California’s largest water suppliers will have to report their monthly use and conservation efforts under a measure approved Tuesday by state regulators.
More than 400 urban systems that supply 90% of the state’s population will have to make monthly reports to the State Water Resources Control Board under a vote that makes the voluntary program mandatory. After passing a legal review, it would take effect in October.
The last time such reports were required was from 2015 to 2017 when the board enacted an emergency water conservation regulation in the midst of a five-year statewide drought.
“Since the drought, Californians continue to use on average 20% less water than what was used in 2013, the pre-drought baseline.

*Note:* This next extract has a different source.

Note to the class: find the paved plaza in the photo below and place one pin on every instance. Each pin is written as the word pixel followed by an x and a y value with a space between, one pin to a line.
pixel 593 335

More than 75% of water systems have continued to voluntarily report this data since mandatory reporting ended,” the board said in a statement.
While a wet spring replenished Southern California’s rainfall total after a dry winter, Northern and central California have dry conditions heading into the warmest months. Nearly half of the state currently is abnormally dry or has moderate or severe drought, according to the National Oceanic and Atmospheric Administration’s National Integrated Drought Information System.
Despite the spring storms and full reservoirs, California’s snowpack — a chief source of water — remains below normal. State authorities have urged people to use water wisely, saying the climate continues to show extreme unpredictability.
“As we continue to see, the quality, timeliness, and gathering of data are critical to managing California’s water in the 21st century,” State Water Board Chair E. Joaquin Esquivel said in the statement. “Urban monthly water use data have driven enduring, widespread, public awareness and understanding of water use, conservation and efficiency in our state.”
“As Californians have come to know, efficiency is a way of life when the next drought is always around the corner,” he said.